Upgrading your IPhone? (Another New One)

I don’t think that’s a counter, I think that’s an in addition to.

Yeah I mean I still see the color of the phone I bought around the camera lens. I want the case I get to compliment it, not clash.

And many people don’t even use a case.

I’m not into having to have the “bestest” and latest electronic gadgets so when my contract expires every couple years, I’ll upgrade to whatever I can get for minimal or zero cost. Of course that means I won’t have the Cadillac of devices.

However, I did run into an interesting issue with this latest eye phone I got last November, when i drag and drop pics and videos to save on my laptop to free up phone space, I can’t view the files. I can see they’re there, but I get a message that I have to buy something called a “codec” or some such thing if I want to play a phone video or view pics on a device other than the phone itself. If this is going to be an ongoing issue, I just may have to get out of eye phones and see if I can figure out what’s compatible with my laptop.

It seems with this electronics stuff there’s always some kind of stupid complication.

You might be saving them as HEIF/HEVC photos and videos which are high efficiency file formats that are the same photo/video quality as .jpg and .h264 but at lower file sizes.

On your iPhone, go to Settings > Camera > Formats. If it is set to “High Efficiency,” switch it to “Most Compatible.”

Thanks for the info. I made that switch, then dragged and dropped the pics/videos onto my laptop again but that didn’t fix anything.

You checked with photos/videos that you took after you switched the setting, correct?

No, I switched the setting then re downloaded the pictures/videos. After looking again, there are a bunch of files that open and some that don’t. The ones that won’t appear to be some kind of "duplicate’ of the ones that open because they have the same file #. However, the files that consistently won’t open appear to be video files. Yet, the eye phone I had previously there was no issue.

When I view the same files through the eye phone itself hooked up to the laptop prior to dragging and dropping on the laptop, it seems to be the same issue.

Im getting the impression that if I want videos I have to use my video camera which is much more versatile so I’m not “marooned” to using the eye phone only for play back or check into getting a non apple phone and see if that problem goes away.

I got this phone with the larger storage so I wouldnt be forced to pay for an eye cloud subscription but i had NO idea I would be so limited with the video storage.

That will only fix things going forward - it won’t convert the existing videos to .mov files.

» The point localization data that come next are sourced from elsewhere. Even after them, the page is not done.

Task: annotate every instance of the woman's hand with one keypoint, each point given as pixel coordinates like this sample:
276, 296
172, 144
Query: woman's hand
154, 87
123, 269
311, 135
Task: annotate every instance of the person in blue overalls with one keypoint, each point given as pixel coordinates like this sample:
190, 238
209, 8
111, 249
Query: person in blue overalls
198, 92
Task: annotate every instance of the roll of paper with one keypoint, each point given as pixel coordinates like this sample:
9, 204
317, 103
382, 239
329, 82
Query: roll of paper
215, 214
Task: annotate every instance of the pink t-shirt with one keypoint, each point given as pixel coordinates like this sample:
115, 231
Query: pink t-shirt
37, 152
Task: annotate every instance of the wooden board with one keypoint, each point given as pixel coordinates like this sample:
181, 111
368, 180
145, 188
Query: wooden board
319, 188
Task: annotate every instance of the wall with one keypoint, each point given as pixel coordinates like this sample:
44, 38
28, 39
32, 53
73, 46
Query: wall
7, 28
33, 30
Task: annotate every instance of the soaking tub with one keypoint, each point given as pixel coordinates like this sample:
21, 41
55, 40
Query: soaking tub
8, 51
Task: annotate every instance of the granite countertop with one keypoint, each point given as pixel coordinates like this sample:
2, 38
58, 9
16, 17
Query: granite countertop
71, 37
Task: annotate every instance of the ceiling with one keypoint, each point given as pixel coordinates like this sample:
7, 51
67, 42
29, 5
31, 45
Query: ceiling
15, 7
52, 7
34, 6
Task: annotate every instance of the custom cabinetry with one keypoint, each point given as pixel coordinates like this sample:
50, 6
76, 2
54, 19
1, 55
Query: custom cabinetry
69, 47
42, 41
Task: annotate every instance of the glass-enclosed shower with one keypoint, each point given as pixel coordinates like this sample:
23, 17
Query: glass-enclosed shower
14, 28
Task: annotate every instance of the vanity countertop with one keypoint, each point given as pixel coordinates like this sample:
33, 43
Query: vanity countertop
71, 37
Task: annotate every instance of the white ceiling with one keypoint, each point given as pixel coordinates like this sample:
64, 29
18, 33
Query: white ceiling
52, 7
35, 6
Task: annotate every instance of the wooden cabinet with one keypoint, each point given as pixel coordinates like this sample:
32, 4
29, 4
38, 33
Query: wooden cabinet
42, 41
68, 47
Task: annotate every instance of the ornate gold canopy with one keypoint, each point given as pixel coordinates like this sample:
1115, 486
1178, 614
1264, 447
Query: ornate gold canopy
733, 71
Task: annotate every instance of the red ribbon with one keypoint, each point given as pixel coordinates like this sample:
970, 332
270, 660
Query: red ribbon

Thanks for the info. So basically, the videos taken this past 10 months are “stuck” on my eye phone for viewing forever more? (thank God I didn’t take any videos of my granddaughter’s wedding on an eye phone)

No - you just need to convert them. Depending on the type of computer you have, a quick Google search will tell you how

Downloading a converter is one option; another is to install a viewer for HEIF/HEVC files.

You can do that on the phone as well, no converter needed. Select the desired videos, hit the share icon, and in the dialog that pops up, you can select the output format. ‘Most Compatible’ is what would do the trick.

I think I’ll be emailing the videos (if they’re small enough) to my grandson who can fiddle around with this. I think it’s beyond me.

Do you have a Google account? Transfer them to Google Pictures, and give him the password.

Videos can be large files; anything more than a few seconds in highest quality & it’ll be too big to email.

Google photos, Dropbox, or any of the other online storage/transfer services will be much better than emailing just due to size. You can load them, he can pull them down & convert them & reupload for you to download.

Google photos & Dropbox both allow you to make shared folders so you retain your account & don’t give your password out to anyone, you just setup a separate shared folder.

Well, given that OP has an iPhone, if you attach too many photos or videos to an email, it automatically changes the attachment to a link to where to download the photos from the cloud. No need take the extra step to upload to a different service.

But again, at the point that you’re attaching the videos to an email, you have the option to change them to the “most compatible” format automatically, so all this dancing around with sharing files with someone else to convert, uploading them to google or dropbox, whatever, it’s all a giant pain-in-the-ass workaround for stuff that the iPhone does right on the phone.

I thought everything was already downloaded to his PC & couldn’t be opened there. Of course, installing a codec or another picture/video program would resolve the issue & no need to get anything to grandson to manipulate.

And thanks to my smart videographer grandson, he fixed the videos by converting them to MP4.